Try loading all data into memory if it fits or use a QueueRunner which will make an input pipeline reading data in the background. This will reduce the time that your GPU is waiting for more data.
The Reading Data Guide on the TensorFlow website contains more information.

You should find the bottleneck:
On windows use Task-Manager> Performance to monitor how you are using your resources
On Linux use nmon, nvidia-smi, and htop to monitor your resources.
The most possible scenarios are:
If you have a huge dataset, take a look at the disk read/write rates; if you are accessing your hard-disk frequently, most probably you need to change they way you are dealing with the dataset to reduce number of disk access
Use the memory to pre-load everything as much as possible.
If you are using a restful API or any similar services, make sure that you do not wait much for receiving what you need. For restful services, the number of requests per second might be limited (check your network usage via nmon/Task manager)
Make sure you do not use swap space in any case!
Reduce the overhead of preprocessing by any means (e.g. using cache, faster libraries, etc.)
Play with the bach_size (however, it is said that higher values (>512) for batch size might have negative effects on accuracy)
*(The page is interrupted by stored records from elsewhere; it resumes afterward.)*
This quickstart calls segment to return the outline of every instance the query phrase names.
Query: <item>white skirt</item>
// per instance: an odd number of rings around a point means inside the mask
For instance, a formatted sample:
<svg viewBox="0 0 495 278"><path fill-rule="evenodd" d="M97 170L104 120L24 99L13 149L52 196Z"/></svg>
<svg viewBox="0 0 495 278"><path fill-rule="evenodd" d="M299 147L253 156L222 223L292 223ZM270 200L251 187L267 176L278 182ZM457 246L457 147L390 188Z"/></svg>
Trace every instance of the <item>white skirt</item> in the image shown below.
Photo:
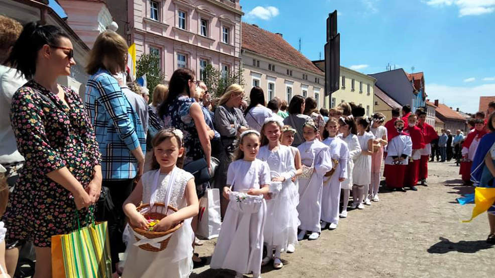
<svg viewBox="0 0 495 278"><path fill-rule="evenodd" d="M294 202L294 186L289 181L282 191L267 201L267 221L263 232L265 242L269 246L280 246L283 251L289 244L297 243L297 203Z"/></svg>
<svg viewBox="0 0 495 278"><path fill-rule="evenodd" d="M354 164L352 183L357 185L371 183L371 156L359 155Z"/></svg>
<svg viewBox="0 0 495 278"><path fill-rule="evenodd" d="M231 192L210 267L241 273L261 272L267 203L238 201ZM257 196L258 197L258 196Z"/></svg>
<svg viewBox="0 0 495 278"><path fill-rule="evenodd" d="M154 278L157 273L162 277L185 278L192 272L192 242L194 233L191 218L186 219L180 229L170 237L167 248L158 252L145 251L134 245L136 239L131 232L126 252L127 258L122 277Z"/></svg>

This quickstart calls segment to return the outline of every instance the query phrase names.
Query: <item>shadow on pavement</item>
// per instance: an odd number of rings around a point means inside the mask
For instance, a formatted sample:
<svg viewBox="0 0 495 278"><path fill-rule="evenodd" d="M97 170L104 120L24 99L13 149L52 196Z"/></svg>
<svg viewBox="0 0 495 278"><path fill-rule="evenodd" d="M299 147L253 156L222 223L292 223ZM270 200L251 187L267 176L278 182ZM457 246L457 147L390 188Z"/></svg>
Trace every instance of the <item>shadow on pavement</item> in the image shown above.
<svg viewBox="0 0 495 278"><path fill-rule="evenodd" d="M428 252L432 254L445 254L450 251L460 253L475 253L480 250L490 249L493 245L489 244L485 240L461 240L453 242L444 237L440 237L440 241L431 245L428 249Z"/></svg>

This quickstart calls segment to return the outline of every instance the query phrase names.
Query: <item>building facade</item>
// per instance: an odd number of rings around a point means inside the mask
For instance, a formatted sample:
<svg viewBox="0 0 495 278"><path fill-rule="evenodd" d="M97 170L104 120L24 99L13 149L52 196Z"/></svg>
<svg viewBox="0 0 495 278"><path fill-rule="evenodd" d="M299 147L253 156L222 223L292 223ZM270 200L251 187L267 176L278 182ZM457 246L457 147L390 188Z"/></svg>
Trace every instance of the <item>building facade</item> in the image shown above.
<svg viewBox="0 0 495 278"><path fill-rule="evenodd" d="M283 39L255 25L242 23L242 68L245 91L261 87L267 101L300 95L324 103L325 74Z"/></svg>
<svg viewBox="0 0 495 278"><path fill-rule="evenodd" d="M201 80L208 64L225 73L241 66L243 13L239 0L107 0L107 4L123 26L120 34L130 45L136 44L137 59L142 54L160 56L166 83L180 68L194 70Z"/></svg>

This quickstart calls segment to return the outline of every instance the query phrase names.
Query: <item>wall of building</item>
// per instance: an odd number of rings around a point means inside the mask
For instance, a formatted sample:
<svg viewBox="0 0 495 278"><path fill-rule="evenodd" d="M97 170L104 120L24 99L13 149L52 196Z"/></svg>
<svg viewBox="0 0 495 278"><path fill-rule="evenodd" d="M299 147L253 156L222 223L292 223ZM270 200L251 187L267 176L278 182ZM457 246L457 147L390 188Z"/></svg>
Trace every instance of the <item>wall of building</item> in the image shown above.
<svg viewBox="0 0 495 278"><path fill-rule="evenodd" d="M269 59L247 51L242 52L243 77L244 82L244 91L249 95L249 92L254 85L259 84L265 92L268 101L275 96L281 99L286 100L288 103L291 97L300 95L305 97L315 98L318 95L319 109L326 107L323 103L324 94L324 78L323 74L318 75L313 72L305 70L291 65L288 65L278 61ZM255 62L253 63L253 59ZM257 62L260 62L260 67L257 67ZM253 64L257 66L254 66ZM275 66L275 71L269 70L269 64ZM287 70L292 71L292 76L288 75ZM290 72L289 72L290 73ZM303 74L307 75L308 80L302 79ZM314 82L315 77L319 79L320 83ZM273 94L269 94L269 84L275 86ZM288 95L287 88L291 88L292 94ZM306 95L304 96L304 91Z"/></svg>

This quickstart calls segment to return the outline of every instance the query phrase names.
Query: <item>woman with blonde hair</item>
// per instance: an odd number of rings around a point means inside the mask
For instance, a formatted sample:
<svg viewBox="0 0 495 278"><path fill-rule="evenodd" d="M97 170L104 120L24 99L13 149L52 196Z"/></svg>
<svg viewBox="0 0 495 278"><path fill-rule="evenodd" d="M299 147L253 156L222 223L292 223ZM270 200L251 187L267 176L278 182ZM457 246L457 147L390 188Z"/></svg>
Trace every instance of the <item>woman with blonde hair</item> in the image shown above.
<svg viewBox="0 0 495 278"><path fill-rule="evenodd" d="M91 76L86 84L85 107L102 154L102 186L110 190L115 205L112 217L109 213L96 216L97 220L108 221L114 272L118 253L125 248L122 205L132 191L135 179L143 174L146 148L141 121L112 76L125 70L128 48L120 35L104 32L96 38L86 67Z"/></svg>
<svg viewBox="0 0 495 278"><path fill-rule="evenodd" d="M225 90L218 100L215 109L215 126L220 133L224 151L220 152L220 161L215 175L215 187L223 188L227 181L227 170L232 161L232 157L237 145L237 137L249 129L242 112L237 108L244 97L244 88L238 84L232 84ZM222 216L225 213L228 201L221 197Z"/></svg>

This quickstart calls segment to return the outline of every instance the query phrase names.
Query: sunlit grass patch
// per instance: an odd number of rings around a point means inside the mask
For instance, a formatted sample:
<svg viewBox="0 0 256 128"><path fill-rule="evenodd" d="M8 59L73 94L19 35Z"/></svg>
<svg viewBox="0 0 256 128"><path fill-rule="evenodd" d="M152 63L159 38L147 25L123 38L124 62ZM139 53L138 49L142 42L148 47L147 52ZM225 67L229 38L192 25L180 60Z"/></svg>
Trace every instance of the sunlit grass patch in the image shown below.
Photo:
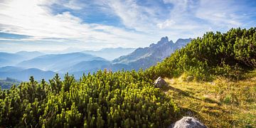
<svg viewBox="0 0 256 128"><path fill-rule="evenodd" d="M164 91L181 108L181 117L196 117L208 127L256 127L255 70L238 80L188 82L185 76L165 78L171 87Z"/></svg>

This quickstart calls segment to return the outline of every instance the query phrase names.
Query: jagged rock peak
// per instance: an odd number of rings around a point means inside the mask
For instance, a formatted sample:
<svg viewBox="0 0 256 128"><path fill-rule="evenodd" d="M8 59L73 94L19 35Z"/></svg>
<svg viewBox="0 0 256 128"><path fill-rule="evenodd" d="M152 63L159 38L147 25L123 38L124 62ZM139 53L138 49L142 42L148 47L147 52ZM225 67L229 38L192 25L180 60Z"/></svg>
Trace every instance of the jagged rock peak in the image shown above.
<svg viewBox="0 0 256 128"><path fill-rule="evenodd" d="M162 37L161 38L161 40L157 42L157 44L160 44L160 43L169 43L169 38L167 36L166 37Z"/></svg>

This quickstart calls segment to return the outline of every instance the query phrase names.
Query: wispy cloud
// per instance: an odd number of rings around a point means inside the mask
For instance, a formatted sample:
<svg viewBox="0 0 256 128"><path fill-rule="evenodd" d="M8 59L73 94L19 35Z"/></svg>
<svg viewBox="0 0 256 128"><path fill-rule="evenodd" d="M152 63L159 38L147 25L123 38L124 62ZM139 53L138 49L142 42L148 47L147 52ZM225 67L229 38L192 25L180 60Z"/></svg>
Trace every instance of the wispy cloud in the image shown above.
<svg viewBox="0 0 256 128"><path fill-rule="evenodd" d="M56 47L64 43L61 48L143 47L165 36L176 40L253 26L255 6L220 0L3 0L0 50L14 50L6 47L11 43L31 48L24 41L33 41L36 50L50 42ZM8 38L1 33L26 38Z"/></svg>

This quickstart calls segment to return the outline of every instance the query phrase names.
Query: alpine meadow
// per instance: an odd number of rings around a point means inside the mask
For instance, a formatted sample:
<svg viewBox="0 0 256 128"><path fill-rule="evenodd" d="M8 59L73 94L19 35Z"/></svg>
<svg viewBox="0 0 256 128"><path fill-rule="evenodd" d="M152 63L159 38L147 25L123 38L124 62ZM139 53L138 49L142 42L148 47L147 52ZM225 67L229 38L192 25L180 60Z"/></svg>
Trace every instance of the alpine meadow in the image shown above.
<svg viewBox="0 0 256 128"><path fill-rule="evenodd" d="M255 6L0 1L0 127L256 127Z"/></svg>

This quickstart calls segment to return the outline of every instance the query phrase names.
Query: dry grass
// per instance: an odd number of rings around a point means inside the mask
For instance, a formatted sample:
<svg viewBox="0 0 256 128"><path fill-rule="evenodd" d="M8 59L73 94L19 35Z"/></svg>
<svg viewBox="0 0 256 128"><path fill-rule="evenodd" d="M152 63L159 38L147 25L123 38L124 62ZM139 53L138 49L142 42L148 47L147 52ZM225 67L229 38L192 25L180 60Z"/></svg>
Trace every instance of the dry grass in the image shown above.
<svg viewBox="0 0 256 128"><path fill-rule="evenodd" d="M169 86L163 90L181 108L178 118L193 116L208 127L256 127L256 70L245 77L213 82L165 78Z"/></svg>

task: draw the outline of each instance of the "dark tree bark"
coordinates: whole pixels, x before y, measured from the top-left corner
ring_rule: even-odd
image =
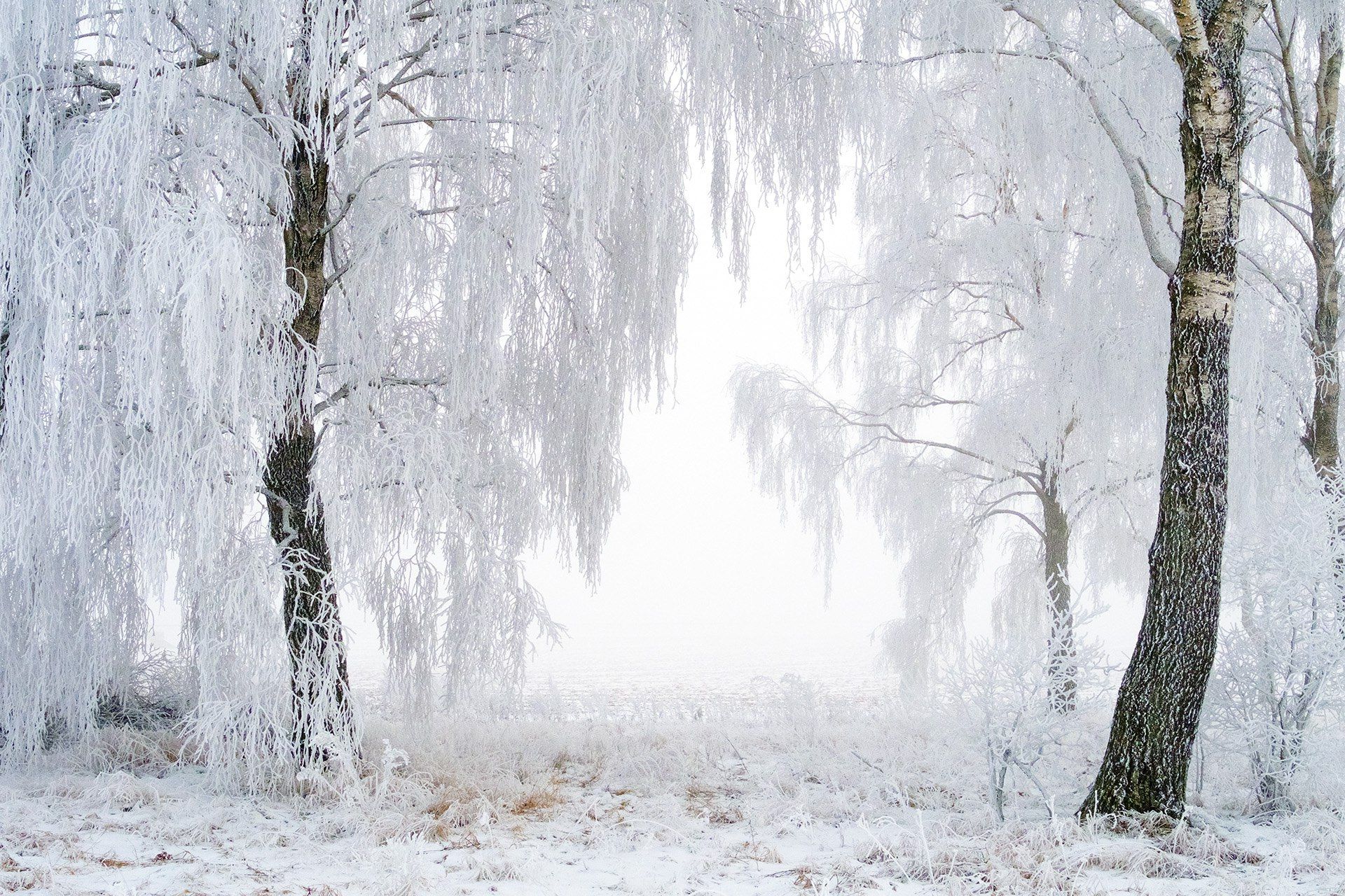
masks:
[[[1077,703],[1079,658],[1075,654],[1075,610],[1069,587],[1069,516],[1060,502],[1056,474],[1044,474],[1044,481],[1041,540],[1046,560],[1046,603],[1050,610],[1046,677],[1050,705],[1057,712],[1073,712]]]
[[[1139,639],[1081,814],[1180,815],[1219,635],[1228,348],[1237,278],[1243,48],[1263,0],[1173,0],[1181,28],[1181,253],[1169,281],[1167,431]]]
[[[291,218],[285,224],[285,282],[299,298],[289,326],[293,379],[286,399],[286,423],[266,454],[262,482],[270,533],[284,570],[282,613],[289,642],[293,742],[300,763],[325,758],[319,739],[352,740],[350,680],[340,609],[332,582],[331,551],[321,496],[313,482],[317,431],[305,392],[304,369],[316,355],[327,300],[328,163],[312,132],[325,128],[328,109],[309,111],[303,78],[303,44],[296,48],[292,79],[295,120],[300,138],[288,163]],[[315,120],[316,116],[316,120]]]
[[[1276,4],[1276,24],[1282,42],[1286,27]],[[1341,446],[1340,446],[1340,270],[1337,265],[1337,239],[1333,218],[1340,203],[1340,184],[1336,180],[1336,126],[1340,118],[1341,87],[1341,47],[1336,20],[1328,20],[1318,35],[1319,69],[1317,73],[1315,101],[1317,114],[1313,122],[1313,140],[1305,140],[1306,125],[1302,122],[1297,87],[1291,94],[1291,120],[1295,122],[1294,144],[1298,150],[1298,164],[1307,180],[1309,211],[1311,212],[1313,265],[1315,275],[1317,309],[1313,316],[1310,348],[1313,351],[1313,411],[1303,443],[1313,461],[1313,469],[1322,485],[1340,492]],[[1293,58],[1287,43],[1282,43],[1284,81],[1293,85],[1295,79]],[[1345,570],[1341,571],[1345,575]]]

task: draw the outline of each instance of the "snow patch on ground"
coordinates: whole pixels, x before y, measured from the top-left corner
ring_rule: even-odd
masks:
[[[375,725],[377,728],[377,725]],[[171,737],[0,778],[0,891],[1163,893],[1345,891],[1345,822],[1080,827],[1028,787],[991,821],[974,737],[894,715],[460,721],[374,731],[340,793],[222,793]],[[118,739],[120,737],[120,739]],[[391,737],[390,737],[391,739]],[[395,740],[394,740],[395,743]],[[1079,755],[1080,782],[1091,756]],[[130,766],[134,771],[125,771]],[[122,770],[114,770],[114,768]],[[1208,805],[1215,806],[1217,801]]]

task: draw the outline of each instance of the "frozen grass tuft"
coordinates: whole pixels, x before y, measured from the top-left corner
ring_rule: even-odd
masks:
[[[1079,825],[1106,715],[990,807],[979,739],[933,711],[818,700],[699,717],[377,720],[304,793],[221,791],[175,742],[105,732],[0,779],[0,888],[50,893],[1328,893],[1345,821],[1254,823],[1209,762],[1181,823]],[[814,724],[800,724],[814,713]],[[133,736],[132,736],[133,735]],[[124,739],[125,737],[125,739]],[[117,752],[122,751],[122,752]],[[156,754],[157,751],[157,754]],[[130,756],[109,771],[108,756]],[[100,758],[101,756],[101,758]],[[1220,768],[1215,774],[1216,766]],[[58,774],[59,771],[59,774]],[[1216,786],[1217,783],[1217,786]],[[1309,797],[1311,797],[1309,794]],[[1303,801],[1310,803],[1311,799]],[[1233,806],[1235,809],[1227,809]]]

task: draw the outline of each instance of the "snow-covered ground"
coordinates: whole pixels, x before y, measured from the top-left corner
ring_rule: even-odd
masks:
[[[1032,787],[1001,825],[975,736],[885,699],[788,680],[699,707],[600,703],[534,695],[518,717],[414,737],[373,721],[360,778],[304,797],[231,794],[174,764],[172,737],[109,732],[61,768],[0,778],[0,889],[1345,892],[1345,821],[1306,809],[1252,823],[1229,770],[1206,771],[1204,809],[1176,829],[1080,827],[1075,791],[1052,819]],[[1087,780],[1104,723],[1061,754],[1061,780]],[[385,737],[421,746],[408,756]]]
The reason may be that your network is "relatively simple". I had a MNIST network with 60k training examples.
with 100 neurons in 1 hidden layer, CPU training was faster and GPU utilization on GPU training was around 10%
with 2 hidden layers, 2000 neurons each, GPU was significantly faster(24s vs 452s on CPU) and its utilization was around 39%
I have a pretty old PC (24GB DDR3-1333, i7 3770k) but a modern graphic card(RTX 2070 + SSDs if that matters) so there is a memory-GPU data transfer bottleneck.
I'm not yet sure how much room for improvement is here. I'd have to train a bigger network and compare it with better CPU/memory configuration + same GPU.
I guess that for smaller networks it doesn't matter that much anyway because they are relatively easy for the CPU.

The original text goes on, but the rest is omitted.